Communauté européenne de l'énergie atomique (Extraits).

TITRE PREMIER : DISPOSITIONS GÉNÉRALES

Article premier

Le présent statut s'applique aux fonctionnaires des Communautés.

Article premier bis

1. Est fonctionnaire des Communautés au sens du présent statut toute personne qui a été

nommée dans les conditions prévues à ce statut dans un emploi permanent d'une des

institutions des Communautés par un acte écrit de l'autorité investie du pouvoir de nomination

de cette institution.

2. La définition figurant au paragraphe 1 s'applique également aux personnes nommées

par les organismes communautaires (ci-après dénommés «agences») auxquels le présent statut

s'applique en vertu des actes qui les établissent.

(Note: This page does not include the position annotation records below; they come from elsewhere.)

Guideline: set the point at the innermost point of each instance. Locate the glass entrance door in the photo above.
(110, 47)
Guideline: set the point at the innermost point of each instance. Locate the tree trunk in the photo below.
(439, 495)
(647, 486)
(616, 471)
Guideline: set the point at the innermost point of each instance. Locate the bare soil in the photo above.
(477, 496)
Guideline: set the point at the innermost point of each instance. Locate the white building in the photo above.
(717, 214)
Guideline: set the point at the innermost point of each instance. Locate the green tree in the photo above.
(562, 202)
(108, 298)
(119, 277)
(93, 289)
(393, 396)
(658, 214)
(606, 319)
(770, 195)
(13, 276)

Les références faites aux institutions dans le

présent statut s'entendent également comme faites aux agences, sauf disposition contraire du

présent statut.

Article 5

1. Les emplois relevant du présent statut sont classés, suivant la nature et le niveau des

fonctions auxquelles ils correspondent, en un groupe de fonctions des administrateurs (ci-

après dénommés «AD») et un groupe de fonctions des assistants (ci-après dénommés «AST»).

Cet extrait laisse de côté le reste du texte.